Police say they found $3.2 million in the walls of a house where 39-year-old Donald Dailey lived. In a nearby trailer, officials say they found 2,100 pounds of marijuana.

Police also arrested Daily's 38-year-old brother Timothy. At Timothy Dailey's home, they found another $100,000 in the walls, as well as a pound of marijuana.

Police also arrested two men from Texas: 66-year-old Marvin Jackson and 65-year-old William Stevenson.


----------



## Dubbaman (Mar 25, 2008)

PATASKALA -- Federal investigators found more than $4.2 million in alleged drug money, some of it obscured in walls, under floorboards and in hidden compartments, during coordinated raids March 14, according to court documents.

The documents state more than a ton of marijuana and more than 80 guns also were found in the raids.


Brothers Donald and Timothy Dailey, ages 39 and 38, respectively, were charged with possession of marijuana with intent to sell in federal court in Columbus last week, according to court documents. 
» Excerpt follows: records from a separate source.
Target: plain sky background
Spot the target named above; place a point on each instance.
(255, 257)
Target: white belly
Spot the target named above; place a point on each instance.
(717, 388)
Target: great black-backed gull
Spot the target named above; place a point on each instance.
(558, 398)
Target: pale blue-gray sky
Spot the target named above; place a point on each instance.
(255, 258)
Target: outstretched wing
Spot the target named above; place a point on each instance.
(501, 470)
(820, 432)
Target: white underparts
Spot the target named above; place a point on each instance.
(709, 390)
Tony Marotta, Drug Enforcement Administration special agent in charge of Ohio, said the brothers, along with two other suspects, could face conspiracy and money laundering charges as well.
The raids were part of a joint investigation between several DEA bureaus and the criminal investigations wing of the Internal Revenue Service. Marotta said about 2,060 pounds of marijuana, more than 80 firearms, documents and vehicles, along with the cash, all were secured as evidence after search warrants were served at the homes of Donald Dailey, 6397 Watkins Road, and Timothy Dailey, 211 King Ave., Kirkersville.

"What's huge is the amount of money," Marotta said Monday morning. "Pulling $3 million in cash from somebody's home. I've been here five years and haven't seen that."

Cindy Ford's property is adjacent to Donald Dailey's, where much of the marijuana, guns and money allegedly were found.

"He was a very nice guy," Ford said. "He kept to himself, but I would see him when I was mowing and he'd wave."

Ford was woken up the night of the raid by the lights from the police cars, but thought there had been a crash. It wasn't until later she realized what had happened.

"I'm really naive; I was so shocked I couldn't believe it," Ford said.

Like Ford, most of the neighbors said they assumed a family lived there. For some time, a child got off the bus in front of the home each day and Dailey would set off a Fourth of July fireworks display that rivaled the one in Columbus.

Phil Hansell lives across the street and said the neighborhood generally is friendly, but the individuals in that house were not interested in making friends.

"They stayed real close," Hansell said. "I have heard automatic fire back there in the woods, but there is a range out there and I didn't think anything of it."

Hansell's daughter, Leighanna Hansell, said she was unnerved by the crime so close to her own home.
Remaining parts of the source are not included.